To overcome the anxieties and depressions of contemporary life, individuals must become independent of the social environment to the degree that they no longer respond exclusively in terms of its rewards and punishments.
To achieve such autonomy, a person has to learn to provide rewards to herself.
She has to develop the ability to find enjoyment and purpose regardless of external circumstances.
– Mihaly Csikszentmihalyi, ‘Flow: The Psychology of Optimal Experience’
Chronic unmanaged stress kills focus, creativity, imagination, and inspiration.
It’s like a black hole that sucks the light out of your mind and body.
But, if you’re feeling overwhelmed, anxious, frustrated, or stuck right now… don’t fret because in this piece I’m going to teach you how you can begin to hack your mind for less stress, boosted creative juices, and increased concentration.
We’ll be hacking the mind by learning how to enter into the Flow State.
The Flow State is the sweet fertile spot where stresses and anxieties dissolve and inspiration, concentration, creativity, and original thinking, and imagination are born.
If stress kills inspiration, creativity, focus, and productivity then the Flow State revives them.
As we’ll see in a bit, the Flow State reduces the stress response while activating the relaxation response.
The relaxation response optimizes our mind by slowing our brain waves down, which in turn shifts our states of consciousness.
As we’ll see, slower brain waves are associated with increased creativity, focus, and productivity.
A brain in flow also begins to produce multiple neurochemicals that are conducive to this enhanced state of thinking, imagining, and processing.
But before we get there, let’s look to nature for some guidance on how we can activate the Flow State in our lives because wise ol’ Mama Nature really does know best when it comes to effortless flow.
Just look around you and observe how nature is always in perfect flow and harmony when left to her own devices.
Climb the mountains
and get their good tidings.
Nature’s peace will flow into you
as sunshine flows into trees.
– John Muir, aka ‘John of the Mountains,’ naturalist, author, & environmental philosopher
By observing natural flow patterns and emulating them, we too can experience the benefits of this state.
In fact, there’s a whole field of study dedicated to observing and utilizing natural patterns as a means of solving problems and making processes more efficient, it’s called Biomimicry or Biomimetics.
Let’s look at one specific area of nature – a butterfly’s metamorphosis process.
Surprisingly, there’s a lot we can learn from a butterfly in terms of how to gracefully experience change, challenge, stress, and even destruction.
Lessons from the Chrysalis (Cocoon)
We delight in the beauty of the butterfly but rarely admit the changes it has gone through to acheive that beauty.
– Maya Angelou, poet, singer, author, & civil rights activist
UCLA physics professor and scientist, Dr. Jim Gimzewski researches how cell vibrations create sounds.
He studies how sounds affect us on a cellular level and how even the ‘tiniest cells vibrate creating sound currents.’ (1)
Thanks to the groundbreaking nature of his work, Gimzewski is considered by many as a pioneer and frontrunner in a new field of research: sonocytology (the study of cell vibration sounds.)
Stay with me here, I promise this is about to get interesting…
In 2009, Dr. Gimzewski studied how butterflies develop whilst inside the chrysalis (cocoon), and so measured the butterfly’s heart rate oscillations as a means of tracking the changes inside. (2)
For an entire week, he tracked what was going on within the chrysalis by observing heart rhythm patterns and found that:
“There were bursts of periodic oscillations.

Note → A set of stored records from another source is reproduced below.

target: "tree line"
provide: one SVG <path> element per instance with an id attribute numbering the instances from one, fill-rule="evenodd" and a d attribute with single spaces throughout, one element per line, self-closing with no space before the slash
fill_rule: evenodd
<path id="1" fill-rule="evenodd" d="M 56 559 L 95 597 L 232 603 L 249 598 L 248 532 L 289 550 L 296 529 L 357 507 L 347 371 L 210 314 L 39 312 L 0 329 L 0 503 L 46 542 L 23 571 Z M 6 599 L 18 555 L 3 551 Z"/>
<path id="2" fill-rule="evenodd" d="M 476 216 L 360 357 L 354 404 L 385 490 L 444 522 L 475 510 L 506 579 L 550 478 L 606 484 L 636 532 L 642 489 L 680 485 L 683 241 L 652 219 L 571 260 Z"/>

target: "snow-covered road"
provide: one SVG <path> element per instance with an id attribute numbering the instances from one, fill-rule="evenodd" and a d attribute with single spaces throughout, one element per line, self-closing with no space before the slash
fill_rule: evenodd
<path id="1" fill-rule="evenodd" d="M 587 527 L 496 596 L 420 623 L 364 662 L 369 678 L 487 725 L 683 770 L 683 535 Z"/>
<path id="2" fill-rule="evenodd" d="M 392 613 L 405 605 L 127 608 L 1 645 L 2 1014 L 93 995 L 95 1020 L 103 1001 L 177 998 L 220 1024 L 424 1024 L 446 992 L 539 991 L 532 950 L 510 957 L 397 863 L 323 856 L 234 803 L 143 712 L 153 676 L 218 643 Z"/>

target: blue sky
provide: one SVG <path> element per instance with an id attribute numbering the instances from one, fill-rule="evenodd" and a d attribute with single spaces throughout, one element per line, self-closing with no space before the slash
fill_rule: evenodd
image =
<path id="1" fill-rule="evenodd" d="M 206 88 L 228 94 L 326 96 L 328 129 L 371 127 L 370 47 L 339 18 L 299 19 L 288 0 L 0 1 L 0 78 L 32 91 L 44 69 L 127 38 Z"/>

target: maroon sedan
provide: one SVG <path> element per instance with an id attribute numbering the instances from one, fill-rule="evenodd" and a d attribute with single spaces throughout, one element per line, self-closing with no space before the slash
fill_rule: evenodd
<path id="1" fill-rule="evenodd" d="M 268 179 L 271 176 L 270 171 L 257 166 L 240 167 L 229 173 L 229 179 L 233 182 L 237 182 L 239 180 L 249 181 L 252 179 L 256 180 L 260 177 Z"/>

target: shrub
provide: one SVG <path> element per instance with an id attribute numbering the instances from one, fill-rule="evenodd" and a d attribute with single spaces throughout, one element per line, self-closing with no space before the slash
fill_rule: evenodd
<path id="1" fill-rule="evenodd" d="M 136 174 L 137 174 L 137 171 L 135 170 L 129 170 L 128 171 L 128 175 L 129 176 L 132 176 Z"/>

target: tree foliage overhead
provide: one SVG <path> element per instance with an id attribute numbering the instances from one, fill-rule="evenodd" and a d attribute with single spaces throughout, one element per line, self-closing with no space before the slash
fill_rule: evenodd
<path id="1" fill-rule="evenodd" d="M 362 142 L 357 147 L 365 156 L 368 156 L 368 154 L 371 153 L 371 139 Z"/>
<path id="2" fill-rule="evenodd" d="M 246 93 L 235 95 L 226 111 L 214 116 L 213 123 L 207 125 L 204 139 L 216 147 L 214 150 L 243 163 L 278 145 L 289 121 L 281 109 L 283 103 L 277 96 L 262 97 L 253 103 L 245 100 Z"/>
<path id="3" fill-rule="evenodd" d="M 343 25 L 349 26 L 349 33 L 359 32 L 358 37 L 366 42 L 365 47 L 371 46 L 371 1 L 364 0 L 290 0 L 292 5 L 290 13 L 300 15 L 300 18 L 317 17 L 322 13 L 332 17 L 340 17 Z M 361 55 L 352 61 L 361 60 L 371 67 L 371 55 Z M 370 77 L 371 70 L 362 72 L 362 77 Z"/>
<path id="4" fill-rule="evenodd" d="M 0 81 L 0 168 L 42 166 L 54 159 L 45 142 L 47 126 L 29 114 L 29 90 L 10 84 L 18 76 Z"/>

What happened was that this thing as it undergoes metamorphosis is not continuously changing, it’s undergoing bursts of oscillation. Then there’s a period of quietness, and then another burst.
And towards the end of the cycle where it emerges, the amount of activity increases so that the ‘on’ period is much longer than the virtual ‘off’ period.” (1)
Here’s the actual recording of the butterfly’s heart rhythms taken from Gimzewski’s TEDx talk. You can see the bursts of activity followed by the pause periods that appear as a straight line:
Adopting an Activity/Pause Cycle
Seeing this activity/pause pattern made me realize:
This is how a butterfly is made… By honoring both the yang side of life (action) and the yin side of life (pause).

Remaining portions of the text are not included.